Early Sunday evening, nearly 10,000 customers in Erie and Niagara counties lost power.

Linda Jacob of Lovejoy escaped the heat by going into the Autumnwood Senior Center several blocks from her house. It was one of two community centers opened by the city on Sunday to help people cool off, but Jacob found herself the only person there around 1 p.m.

"I live upstairs and it just gets really hot up there," Jacob said. "I was looking for some place to beat the heat."

Jacob had gotten away from the heat on Saturday by going to the public library.
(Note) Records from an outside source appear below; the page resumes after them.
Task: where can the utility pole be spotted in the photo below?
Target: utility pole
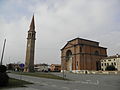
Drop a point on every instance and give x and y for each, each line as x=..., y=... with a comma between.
x=3, y=52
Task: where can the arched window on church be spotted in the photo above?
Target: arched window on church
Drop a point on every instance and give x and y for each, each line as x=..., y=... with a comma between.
x=96, y=52
x=68, y=54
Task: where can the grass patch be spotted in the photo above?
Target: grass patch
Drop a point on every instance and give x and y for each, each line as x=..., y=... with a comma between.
x=15, y=83
x=42, y=75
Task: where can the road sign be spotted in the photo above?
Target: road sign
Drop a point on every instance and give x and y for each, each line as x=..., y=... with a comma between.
x=21, y=65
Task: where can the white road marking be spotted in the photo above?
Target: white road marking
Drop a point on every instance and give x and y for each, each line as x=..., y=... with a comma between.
x=88, y=82
x=66, y=88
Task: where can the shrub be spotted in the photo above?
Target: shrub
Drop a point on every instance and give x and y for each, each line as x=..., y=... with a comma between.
x=110, y=68
x=4, y=79
x=3, y=68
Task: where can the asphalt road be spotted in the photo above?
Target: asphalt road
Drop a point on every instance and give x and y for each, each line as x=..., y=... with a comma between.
x=78, y=82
She was grateful for the senior center being open Sunday, but thought the hours should have been noon to 5 p.m., instead of the 10 a.m. to 3 p.m. hours, to help people cool off in the late-afternoon hours.

"You have to leave at 3 when it's the hottest time of the day," Jacob said.

Sisty Rogerson found a spot for herself sitting in the shade outside her apartment on Norwood Avenue in the Elmwood Village.

Rogerson, who uses a walker, called a cab to run an errand rather than risk walking under the hot sun.

"If I had walked, I'm sure I would have had to call a cab en route," said Rogerson, who wondered how much of the warmer weather has to do with global warming. "It feels like it's harder than most summers."

David and Brenda Lytle were not thrilled with the weather, either, as they crossed Clinton Street.

"It's not usually this hot this early," Brenda Lytle said.

"I absolutely hate it," David Lytle said. "I'm a winter guy and this is just not me."

The weather was no big deal for Daron Sanders, who was also at the flea market.

"I'm used to this," he said. "I'm from North Carolina, so this is nothing for me."

The hot spell, which began on Saturday with a high of 85, is expected to continue through at least Thursday, with temperatures reaching into the high 80s and possibly the 90s again.

"We won't really see any relief until possibly Friday, when we are expecting a cold front to come down that should cool things down and remove some of the elevated humidity by Saturday," meteorologist Shawn Smith said.

Showers and thunderstorms are also a possibility late in the week; that would cool the area by up to 10 degrees, he said.

Until the latter part of the week, the daytime and the nighttime will be a struggle for those without the benefit of cool air.

"For those without air conditioning, it's just almost unbearable at nighttime," Smith said. "If you don't have a cooling method, you don't get that relief. Day after day of this heat can really get to a certain portion of the population.

"The elderly, the very young, pregnant women and those with with respiratory conditions are more at risk," he said. "We definitely like to advise people to take precautions whenever outside."

With perspiration mounting on his forehead, Rogelio "House" Castellanos was manning a smoker near the corner of Clinton and Clare streets, with hamburgers and hot dogs on the grill for sale.

"I'm pretty hot, but the show must go on," Castellanos said. "I can't just sit around if I'm trying to do a business here watching TV. I have to be consistent and let everyone know I'm here."

The heat, he said, was forcing a change in his culinary plans.

"I usually be doing ribs, leg quarters, kebabs, but it's too hot for that today," he said. "I'm trying to think what I'm going to do the rest of the week because nobody wants to be sitting down and be eating messy food in 90-degree weather."